Mario racconta a modo suo, senza giri di parole («È stato uno schifo»), la lunga attesa necessaria per non essere più (solo) un nero italiano, ma anche un cittadino italiano nero e poi azzurro. «Diciotto anni di porte sbattute in faccia, per avere la cittadinanza. Poi le porte si sono spalancate. Io ero lo stesso di prima». Eppure il lungo elenco che Balotelli fa delle ferite che si porta addosso comprende anche un episodio accaduto quando era in Nazionale. Anzi due. Tre se ci mettiamo lo striscione («Il mio capitano è di sangue italiano») fatto rimuovere l’altra sera a San Gallo. E chissà quanti non ne conosciamo. Ma tutto è iniziato molto prima, Mario era un bambino che aveva ancora bisogno di piangere sulla spalla della mamma: «A scuola capitava che sparisse qualche merendina dai banchi… Pensavano subito fossi stato io, senza indagare… Ma c’è un episodio che non dimenticherò mai: le lacrime non smettevano più di scendere. Avevo fatto tutti i compiti a casa… Sapevo che la mamma mi avrebbe poi permesso di uscire per andare a giocare a calcio… “Ciao ragazzi, giochiamo?”. “No, Mario: tu no”. “Ma ho fatto i compiti…”. “No, Mario: sei nero”. Ero nero, quindi ai loro occhi diverso… Credevo non mi volessero perché già allora ero esuberante.

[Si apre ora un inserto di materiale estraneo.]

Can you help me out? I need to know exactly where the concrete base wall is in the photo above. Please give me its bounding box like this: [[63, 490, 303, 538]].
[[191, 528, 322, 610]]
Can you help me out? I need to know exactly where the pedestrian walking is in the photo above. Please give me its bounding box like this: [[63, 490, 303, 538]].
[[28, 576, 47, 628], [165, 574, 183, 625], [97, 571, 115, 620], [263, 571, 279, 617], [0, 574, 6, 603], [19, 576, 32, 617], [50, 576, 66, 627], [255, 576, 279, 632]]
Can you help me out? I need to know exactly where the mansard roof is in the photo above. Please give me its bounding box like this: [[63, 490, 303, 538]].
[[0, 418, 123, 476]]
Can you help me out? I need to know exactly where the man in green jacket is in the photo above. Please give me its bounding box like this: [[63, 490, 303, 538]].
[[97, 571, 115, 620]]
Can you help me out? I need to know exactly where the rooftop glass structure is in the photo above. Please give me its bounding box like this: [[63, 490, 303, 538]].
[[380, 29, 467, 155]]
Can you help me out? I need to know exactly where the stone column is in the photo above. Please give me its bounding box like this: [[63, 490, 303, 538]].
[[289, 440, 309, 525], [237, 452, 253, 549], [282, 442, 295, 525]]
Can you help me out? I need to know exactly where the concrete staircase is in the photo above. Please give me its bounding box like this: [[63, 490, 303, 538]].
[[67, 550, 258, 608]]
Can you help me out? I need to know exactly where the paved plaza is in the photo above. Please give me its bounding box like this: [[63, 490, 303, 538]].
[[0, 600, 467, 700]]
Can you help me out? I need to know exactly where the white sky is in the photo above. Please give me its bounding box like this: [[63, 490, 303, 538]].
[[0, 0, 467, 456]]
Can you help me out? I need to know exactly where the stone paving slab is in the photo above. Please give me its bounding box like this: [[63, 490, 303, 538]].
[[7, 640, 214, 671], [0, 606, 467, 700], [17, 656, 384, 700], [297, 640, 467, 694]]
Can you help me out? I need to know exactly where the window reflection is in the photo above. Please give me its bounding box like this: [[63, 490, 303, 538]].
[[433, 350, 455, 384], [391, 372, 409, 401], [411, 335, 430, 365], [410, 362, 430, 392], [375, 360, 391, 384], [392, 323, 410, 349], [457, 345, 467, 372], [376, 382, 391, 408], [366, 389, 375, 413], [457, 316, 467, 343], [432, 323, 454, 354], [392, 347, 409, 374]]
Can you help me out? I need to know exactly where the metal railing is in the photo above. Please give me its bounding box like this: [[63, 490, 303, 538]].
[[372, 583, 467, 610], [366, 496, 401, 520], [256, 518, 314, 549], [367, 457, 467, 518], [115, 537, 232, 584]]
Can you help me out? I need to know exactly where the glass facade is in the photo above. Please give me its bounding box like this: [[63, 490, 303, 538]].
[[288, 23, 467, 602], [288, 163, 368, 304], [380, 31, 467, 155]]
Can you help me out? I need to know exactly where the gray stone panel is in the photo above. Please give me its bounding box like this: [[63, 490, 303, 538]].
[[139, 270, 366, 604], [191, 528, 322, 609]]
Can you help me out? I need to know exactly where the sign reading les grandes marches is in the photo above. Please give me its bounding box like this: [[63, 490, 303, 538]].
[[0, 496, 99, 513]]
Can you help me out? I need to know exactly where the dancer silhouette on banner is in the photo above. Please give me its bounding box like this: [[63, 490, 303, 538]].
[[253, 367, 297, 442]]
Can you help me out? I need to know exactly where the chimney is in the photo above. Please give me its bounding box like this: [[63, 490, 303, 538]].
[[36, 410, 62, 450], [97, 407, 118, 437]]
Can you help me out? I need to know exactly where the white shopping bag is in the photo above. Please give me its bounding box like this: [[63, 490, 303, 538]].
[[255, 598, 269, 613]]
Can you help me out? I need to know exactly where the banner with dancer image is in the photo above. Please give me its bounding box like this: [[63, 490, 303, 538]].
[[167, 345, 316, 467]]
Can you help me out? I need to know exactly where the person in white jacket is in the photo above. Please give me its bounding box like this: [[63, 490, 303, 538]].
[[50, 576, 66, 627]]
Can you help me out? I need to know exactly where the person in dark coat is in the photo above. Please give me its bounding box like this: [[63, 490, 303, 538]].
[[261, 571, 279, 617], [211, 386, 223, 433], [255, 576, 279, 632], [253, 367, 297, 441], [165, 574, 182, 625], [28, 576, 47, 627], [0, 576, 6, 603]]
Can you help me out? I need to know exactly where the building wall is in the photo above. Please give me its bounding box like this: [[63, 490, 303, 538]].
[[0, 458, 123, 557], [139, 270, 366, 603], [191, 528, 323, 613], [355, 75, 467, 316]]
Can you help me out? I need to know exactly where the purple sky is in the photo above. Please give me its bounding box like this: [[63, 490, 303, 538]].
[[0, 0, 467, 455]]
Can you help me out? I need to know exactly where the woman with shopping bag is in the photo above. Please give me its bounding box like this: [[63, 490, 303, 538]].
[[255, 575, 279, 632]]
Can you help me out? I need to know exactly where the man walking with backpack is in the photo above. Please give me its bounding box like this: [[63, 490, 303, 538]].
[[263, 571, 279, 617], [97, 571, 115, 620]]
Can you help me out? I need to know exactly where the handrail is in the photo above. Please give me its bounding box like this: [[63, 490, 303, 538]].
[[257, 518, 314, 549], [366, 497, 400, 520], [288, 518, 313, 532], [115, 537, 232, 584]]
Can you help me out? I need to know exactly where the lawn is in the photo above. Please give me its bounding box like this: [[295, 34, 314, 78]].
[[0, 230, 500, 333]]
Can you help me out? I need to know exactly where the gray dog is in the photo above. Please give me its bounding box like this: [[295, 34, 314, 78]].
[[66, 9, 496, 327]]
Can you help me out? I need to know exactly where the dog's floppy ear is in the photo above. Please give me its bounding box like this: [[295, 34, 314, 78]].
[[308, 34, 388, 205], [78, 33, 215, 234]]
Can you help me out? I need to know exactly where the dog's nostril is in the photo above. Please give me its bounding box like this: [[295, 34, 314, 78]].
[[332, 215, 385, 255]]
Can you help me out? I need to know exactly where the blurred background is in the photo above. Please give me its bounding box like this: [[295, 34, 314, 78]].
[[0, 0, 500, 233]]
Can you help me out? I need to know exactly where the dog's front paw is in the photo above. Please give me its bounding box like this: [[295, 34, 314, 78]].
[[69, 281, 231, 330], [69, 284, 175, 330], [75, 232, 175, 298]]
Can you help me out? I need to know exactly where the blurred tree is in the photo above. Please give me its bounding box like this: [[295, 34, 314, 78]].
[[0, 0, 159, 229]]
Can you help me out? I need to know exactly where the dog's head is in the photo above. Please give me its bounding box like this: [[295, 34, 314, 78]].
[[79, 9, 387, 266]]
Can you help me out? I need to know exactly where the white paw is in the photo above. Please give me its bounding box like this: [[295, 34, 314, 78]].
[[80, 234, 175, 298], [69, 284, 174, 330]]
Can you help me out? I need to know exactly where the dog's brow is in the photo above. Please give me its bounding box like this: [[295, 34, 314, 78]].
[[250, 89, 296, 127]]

Poi purtroppo con il passare degli anni ho scoperto la verità».
Con il passare degli anni riuscì anche a realizzare il sogno di giocare in Serie A e con la maglia azzurra. Ma nel 2009, per due volte nel giro di neanche tre mesi, Balotelli si sarebbe accorto che non c’è traguardo che possa cancellare l’ignoranza. Ad aprile «Il passaggio all’età adulta da questo punto di vista. Durante Juventus-Inter me ne hanno dette di tutti i colori, “Scimmia”. “Negro”. “Torna in Africa”. I buu… Moratti dichiarò che per la rabbia avrebbe ritirato la squadra dal campionato…».
E poi a giugno: esterno di un bar di Roma, zona Ponte Milvio, a un tavolino l’Under 21 quasi al completo. «Mentre stavamo chiacchierando, da lontano spunta una moto e uno dei due urla forte: “Negro!”. “Negro schifoso!”. “Negro di merda!”. Poi si avvicinano, rallentano e mi lanciano un casco di banane. Come se fossi una scimmia. Hanno anche sbagliato mira, colpendo la cameriera del bar al posto mio».
L’amarezza di allora si moltiplicò un giorno a Coverciano: dalla strada gli urlarono «Non esistono negri italiani!» mentre si allenava con i compagni. E non è diminuita oggi, a leggerlo in «Demoni». «Non sono sicuro che l’atteggiamento della gente sia migliorato. Ci sono molte più persone di colore e quindi, anche se si tenta di accoglierle e di accettarle tutte, non credo si riesca fino in fondo a farlo». Però in Balotelli è cambiata la consapevolezza, forse anche la lucidità nel leggere certe pagine della sua vita: «Il Medioevo è finito, è ora che se ne accorgano tutti… Il cambiamento è in mano alle nuove generazioni; ai nostri figli bisogna insegnare che siamo tutti uguali… Dovrebbe essere scontato, quasi banale, ma non lo è. Poi i miei figli Pia e Lion lo racconteranno ai miei nipoti, e allora le future generazioni saranno più a posto di noi, questo sì. Ma di certo, fossi stato bianco, avrei avuto meno problemi».